In the previous section, we demonstrated that partial key recovery is possible based on the nine-round $N{D}_{T2}$ trained by targeting the H of HIGHT. In particular, the proposed attack was able to analyze more rounds more efficiently compared to traditional differential attacks. This suggests that by learning the partial output when constructing the neural distinguisher, more efficient differential-neural cryptanalysis can be achieved in the context of key recovery attacks. Furthermore, it overcomes the limitation where traditional differential cryptanalysis struggled to analyze beyond 13 rounds of HIGHT. However, the results of the proposed attack in this paper do not imply that the overall security of HIGHT is compromised.

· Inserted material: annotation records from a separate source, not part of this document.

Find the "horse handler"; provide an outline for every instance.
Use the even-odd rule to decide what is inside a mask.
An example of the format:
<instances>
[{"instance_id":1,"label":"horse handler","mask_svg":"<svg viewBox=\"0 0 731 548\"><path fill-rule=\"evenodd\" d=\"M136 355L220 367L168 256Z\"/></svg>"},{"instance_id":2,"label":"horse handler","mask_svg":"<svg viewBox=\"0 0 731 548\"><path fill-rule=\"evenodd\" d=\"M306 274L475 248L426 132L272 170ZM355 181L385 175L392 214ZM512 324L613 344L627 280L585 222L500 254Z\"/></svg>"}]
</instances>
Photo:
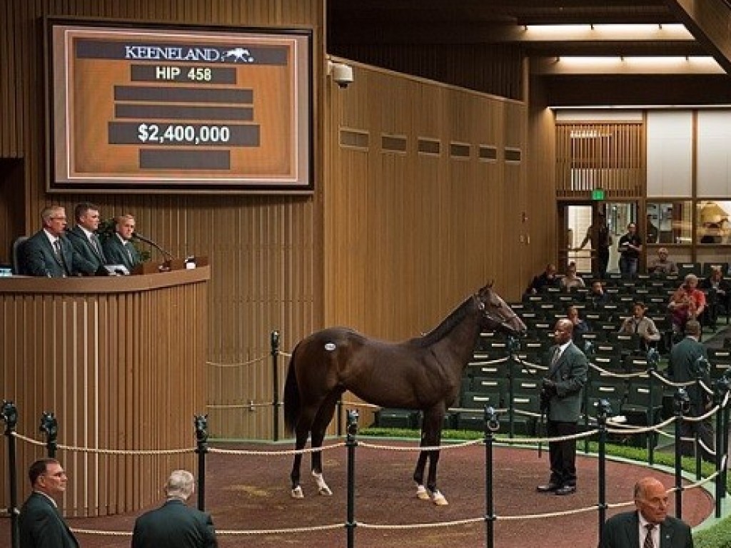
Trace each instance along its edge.
<instances>
[{"instance_id":1,"label":"horse handler","mask_svg":"<svg viewBox=\"0 0 731 548\"><path fill-rule=\"evenodd\" d=\"M572 341L574 324L561 318L553 328L553 340L546 355L548 373L541 389L541 405L547 409L549 438L572 435L577 431L581 414L581 392L586 383L586 356ZM550 478L538 492L570 495L576 492L576 440L548 443Z\"/></svg>"}]
</instances>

The version of HIGHT targeted in this paper can recover partial keys when reduced to 15 rounds, but the standardized HIGHT, which is used in resource-constrained environments such as IoT devices, operates with 32 rounds. To extend the key recovery attack to more rounds, constructing a truncated neural distinguisher with higher accuracy is essential. However, the truncated neural distinguisher with meaningful accuracy could only be constructed up to 10 rounds, and it did not show meaningful accuracy beyond 11 rounds (see Table 3). In the proposed attack we performed, the neural distinguisher was used by prepending a six-round differential characteristic, so the resistance of HIGHT against the proposed attack can be considered up to 16 rounds. However, if a key recovery attack is extended with a 16-round distinguisher, it is unlikely to be more efficient than a traditional differential attack, due to its low accuracy. Therefore, the practical resistance starts from 16 rounds. Consequently, full-round HIGHT currently holds sufficient security against differential-neural cryptanalysis, and the devices using HIGHT are considered secure. However, the results presented in this paper suggest that differential-neural cryptanalysis based on truncated neural distinguishers could provide improved analysis for HIGHT and similar ciphers that have been analyzed through traditional differential cryptanalysis, especially generalized Feistel-based block ciphers. For this reason, further research is needed to extend truncated neural distinguisher studies to other block ciphers with similar structures to HIGHT.

6. Conclusions

In this paper, we conducted differential-neural cryptanalysis on HIGHT, an international standard lightweight block cipher. Through analysis of the internal operation properties of the HIGHT round function, we proposed a new concept of neural distinguisher, named the truncated neural distinguisher, that can distinguish ciphertext using only partial words of the plaintext. From the perspective of utilization in key recovery attacks, the truncated neural distinguisher can perform partial decryption for specific words and allow for efficient key recovery by dividing and conquering the key search. In the experiment, the truncated neural distinguisher was built for a nine-round HIGHT. Using this truncated neural distinguisher, we performed partial whitening key recovery for a 15-round HIGHT by prepending a 6-round differential characteristic. The proposed key recovery attack showed significantly improved data and time complexity compared to traditional differential key recovery attacks. We expect that the proposed truncated neural distinguisher can be extended to various generalized Feistel-based block ciphers and plan to conduct future research in this regard.